Il ne faut jamais manquer de faire cela et quand nous tombons, de mettre, avec une humilité profonde, cette chute au catalogue de nos fautes. Cette méthode est excellente en elle-même, et puis c'est un moyen donné par notre saint Fondateur, un moyen de notre Règle, il ne faut pas l'oublier.

“En l'examen du matin, il n'est pas requis d'y apporter tant de formalités; ains seulement avant midi, il faut dire le Confiteor et regarder un peu comme l’on s’est comporté la matinée ès offices et oraisons; puis, si l’on trouve quelque faute, l’ajouter aux précédentes, et faire l’acte de contrition, avec un ferme propos de s’amender” (Dir., Art. VII; p. 67).

Cet examen se fait sur le lever, l'oraison, la préparation à la messe et l'action de grâces, le déjeuner, la classe, l'étude. On peut faire cela en trois minutes.

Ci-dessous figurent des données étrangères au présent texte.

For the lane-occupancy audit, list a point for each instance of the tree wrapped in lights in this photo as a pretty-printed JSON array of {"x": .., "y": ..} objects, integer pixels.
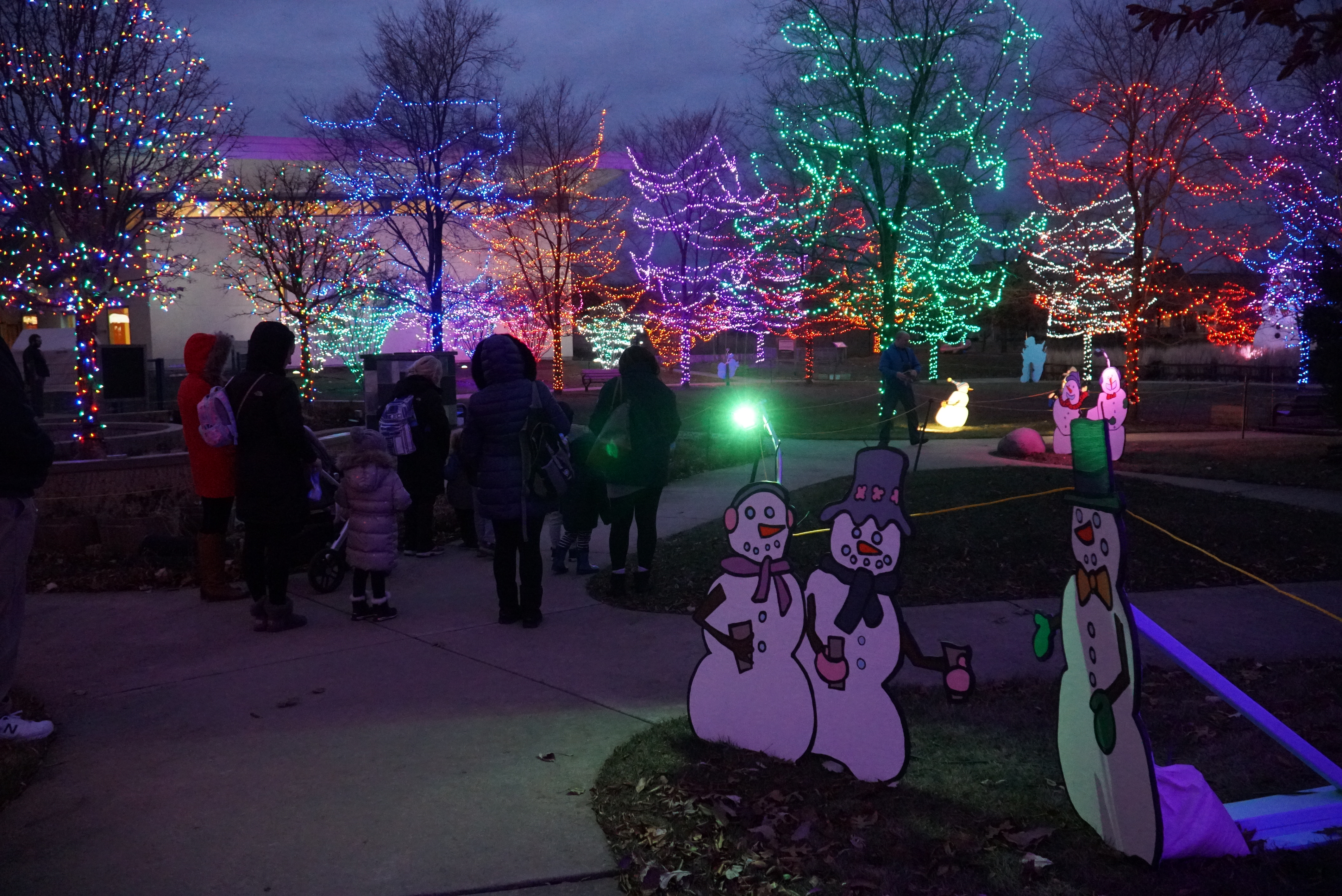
[
  {"x": 694, "y": 250},
  {"x": 906, "y": 104},
  {"x": 423, "y": 148},
  {"x": 296, "y": 251},
  {"x": 1157, "y": 131},
  {"x": 556, "y": 253},
  {"x": 1305, "y": 184},
  {"x": 108, "y": 124}
]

“Outre cet examen général, les Frères pourront pratiquer le particulier, lequel se fait d’une vertu particulière, qui soit la plus convenable et qui s’oppose directement aux imperfections auxquelles l’on se sent plus incliné” (Dir., Art. VII; p. 68-69).

L'examen particulier est facultatif pour nous, d'après la Règle. Dans les séminaires on a l'habitude de l'examen particulier. C'est bien bon: on s'examine sur tel défaut, sur telle faute que l'on commet habituellement, et l'habitude se détruit par l'habitude contraire. On peut bien conseiller l'examen particulier à tout le monde, comme moyen de déraciner les penchants mauvais. Notre saint Fondateur conseille quelque part de pointer le nombre de nos manquements; on peut le faire, et c'est très bon. C'est nécessaire surtout quand nous sentons certaines inclinations qui dominent, quand nous sommes portés à la haine, à la jalousie, à l'orgueil, à la négligence.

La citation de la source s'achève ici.